Two layers, no role hierarchy:

- **`Admin` system group** — god-mode for app-level actions. Members can do anything.
- **`resource_grants(group, resource_type, resource_id)`** — per-group grants on individual resources (tables, marketplace plugins, memory domains).

Every non-admin access requires an explicit grant. There is no `is_public` shortcut and no implicit Everyone fallback — admins curate access by minting grants on groups the user belongs to.

## Managing users

```bash
agnes admin add-user user@company.com           # creates a non-admin user
agnes admin list-users
agnes admin remove-user <user-id>
```

Admin promotion is a separate action — there is no `--role admin` flag. Add the user to the `Admin` system group:

```bash
agnes admin group list                          # find the Admin group id
agnes admin group add-member <admin-group-id> user@company.com
```

Removed in v19: `agnes admin set-role` (use group memberships instead).

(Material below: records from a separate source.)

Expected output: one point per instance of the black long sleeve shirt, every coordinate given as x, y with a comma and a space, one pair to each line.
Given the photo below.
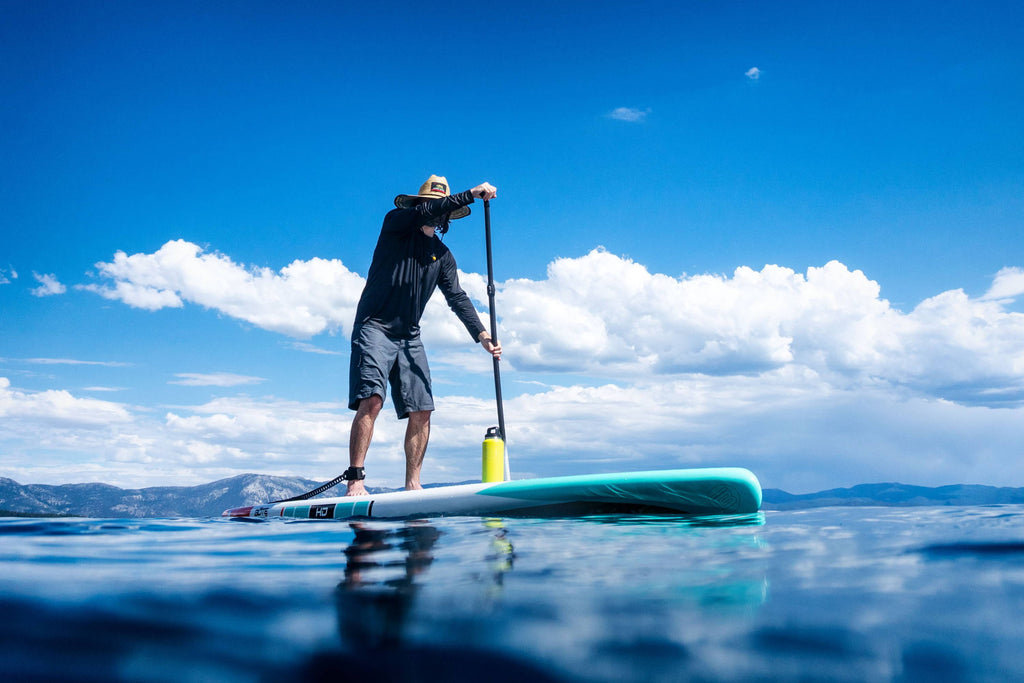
406, 268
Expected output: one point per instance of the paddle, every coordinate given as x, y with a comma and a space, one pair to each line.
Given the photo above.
494, 325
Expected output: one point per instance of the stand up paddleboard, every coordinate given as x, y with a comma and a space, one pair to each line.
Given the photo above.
697, 492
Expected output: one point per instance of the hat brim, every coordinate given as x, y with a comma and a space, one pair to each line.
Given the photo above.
410, 201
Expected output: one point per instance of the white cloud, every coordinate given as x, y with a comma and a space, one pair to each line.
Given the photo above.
810, 379
73, 361
58, 409
629, 114
607, 316
215, 379
49, 286
1009, 284
302, 299
306, 347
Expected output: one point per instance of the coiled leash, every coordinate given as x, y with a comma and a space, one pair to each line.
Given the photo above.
351, 474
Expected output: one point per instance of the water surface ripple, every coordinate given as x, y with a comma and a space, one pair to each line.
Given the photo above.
834, 594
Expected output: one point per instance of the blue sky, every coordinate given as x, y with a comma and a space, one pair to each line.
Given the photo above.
779, 236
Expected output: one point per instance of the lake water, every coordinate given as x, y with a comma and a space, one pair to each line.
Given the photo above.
834, 594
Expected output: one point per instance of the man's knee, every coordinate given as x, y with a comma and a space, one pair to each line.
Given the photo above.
370, 406
419, 417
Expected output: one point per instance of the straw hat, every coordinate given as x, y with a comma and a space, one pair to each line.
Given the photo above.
435, 187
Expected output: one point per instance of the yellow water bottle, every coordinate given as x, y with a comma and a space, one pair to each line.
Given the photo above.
494, 457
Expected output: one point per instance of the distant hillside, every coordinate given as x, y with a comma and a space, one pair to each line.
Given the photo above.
99, 500
896, 495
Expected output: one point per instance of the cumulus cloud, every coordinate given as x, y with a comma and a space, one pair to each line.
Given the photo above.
58, 408
214, 379
73, 361
629, 114
300, 300
49, 286
627, 322
809, 378
1009, 284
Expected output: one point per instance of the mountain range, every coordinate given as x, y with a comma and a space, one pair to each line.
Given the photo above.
100, 500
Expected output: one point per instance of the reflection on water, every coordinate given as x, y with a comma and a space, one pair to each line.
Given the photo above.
381, 566
820, 595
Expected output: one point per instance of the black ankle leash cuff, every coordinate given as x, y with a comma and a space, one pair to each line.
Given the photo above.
354, 474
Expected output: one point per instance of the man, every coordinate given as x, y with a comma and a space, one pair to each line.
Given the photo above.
409, 262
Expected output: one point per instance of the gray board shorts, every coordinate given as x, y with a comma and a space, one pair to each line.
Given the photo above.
379, 358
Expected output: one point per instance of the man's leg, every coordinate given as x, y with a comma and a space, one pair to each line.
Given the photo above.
417, 435
359, 437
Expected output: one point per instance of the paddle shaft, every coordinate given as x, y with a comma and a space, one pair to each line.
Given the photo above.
494, 317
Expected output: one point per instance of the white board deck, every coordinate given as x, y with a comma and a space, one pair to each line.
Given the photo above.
697, 492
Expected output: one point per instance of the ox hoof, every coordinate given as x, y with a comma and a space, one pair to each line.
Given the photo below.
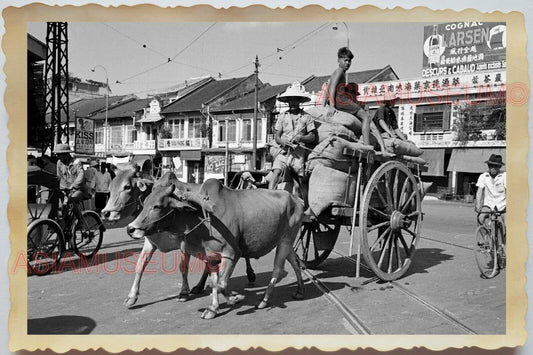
209, 313
262, 304
298, 296
235, 299
130, 301
251, 277
197, 290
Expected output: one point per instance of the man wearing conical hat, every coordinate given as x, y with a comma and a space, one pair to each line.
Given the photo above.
492, 186
71, 176
295, 130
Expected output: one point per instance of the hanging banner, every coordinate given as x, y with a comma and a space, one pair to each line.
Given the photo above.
463, 47
84, 138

Old call sites hard-fail with a replacement command in the error message.

## Granting table access

```bash
agnes admin grant resource-types                # see registered resource types
agnes admin grant create --group <id> --type table --id <table-id>
agnes admin grant list
agnes admin grant delete <grant-id>
```

The web UI at `/admin/access` shows the same model: groups on the left, grantable resources on the right, per-row checkboxes plus per-block "Grant all" / "Revoke all" bulk actions.

## Audit trail

Every API mutation is logged:

```bash
agnes query "SELECT * FROM system.audit_log ORDER BY timestamp DESC LIMIT 20" --remote
```

## Script sandboxing

User scripts run in an isolated subprocess with:

- Limited environment (no access to secrets)
- Timeout (default 5 min)
- Blocked imports (subprocess, shutil, ctypes)
- Stdout/stderr size cap (64KB)

## JWT tokens

- Session tokens: issued on interactive login (`agnes login`), valid 24 hours.
- For long-lived CLI / CI use, create a Personal Access Token via the UI (`/tokens` → New token) or CLI (`agnes auth token create`).
- PATs are revocable and auditable; session tokens are not.
- Claims: `sub` (user_id), `email`, `typ`, `exp`, `jti`. **No `role` claim** — admin status derives from `user_group_members` at request time via `app.auth.access.is_user_admin`.
- Set `JWT_SECRET_KEY` in `.env` (min 32 chars).